Abstract
Chemical Engineering is the engineering discipline that focuses on chemical transformations of lower value raw materials to higher value products. As such, a significant number of graduates work in food process industries, the core of cooking is chemical transformation after all. While the typical Chemical Engineering undergraduate program addresses core concepts common in food processing such as heat transfer, fluid flow, and control systems, it does not necessarily show these concepts within food-related contexts. Further, it is important to introduce students to the regulatory, ethical, and above all cultural context for food processing which is very different from that of typical chemical production contexts.

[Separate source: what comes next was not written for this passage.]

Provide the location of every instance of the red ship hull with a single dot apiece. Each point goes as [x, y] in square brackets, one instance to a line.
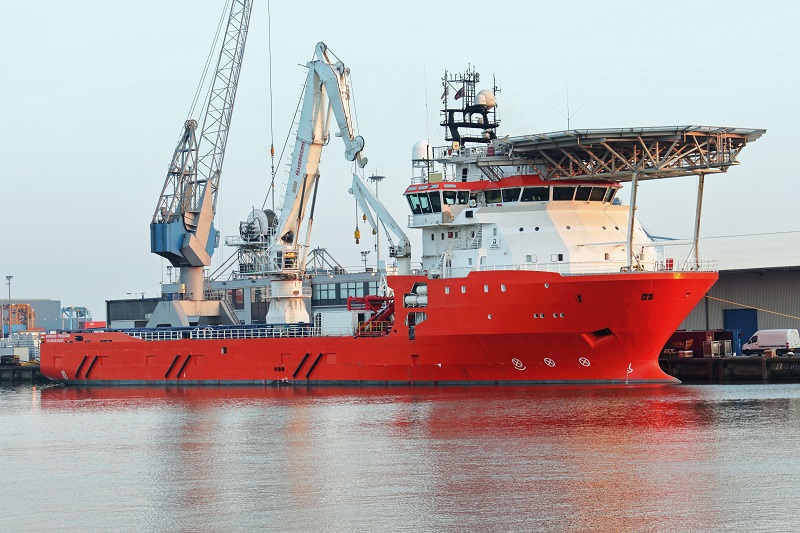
[490, 327]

This poster will describe the content, format, and outcomes of a one-semester Applied Food Science and Engineering course for undergraduate engineers which seeks to address these lacks and provide industry-ready graduates who are prepared to produce food products at scale and with an eye to doing so with the health of the public and the environment in mind.
The course is a four-credit-hour course with a laboratory component, taught in a food-safe laboratory. The core audience of the course is senior-level students, although others are also welcome. By the senior year, students are familiar with fluid flow, heat and mass transfer, thermodynamics, reaction kinetics, and are also taking their controls and process design courses. The core food-science related course outcomes are for students to develop: 1) Their understanding of the chemical constituents of foods; 2) A familiarity with the most common reaction families in food production; 3) An understanding of the colloid and surface chemistry that occurs in many food systems; 4) An understanding of approaches to food preservation; 5) Conversant knowledge in the regulatory framework that oversees food and beverage production and finally 6) Their understanding of food processes within the lens of ethics, culture, and sustainability. This ambitious set of goals is undertaken through problem-based learning, wherein the entire course is broken into about six real-world problems. Student teams are challenged to assemble a report that addresses the problem, and spend two weeks researching, experimenting, and discussing aspects of the problem with faculty and each other. Each problem is carefully selected to hit a variety of outcomes from the above list.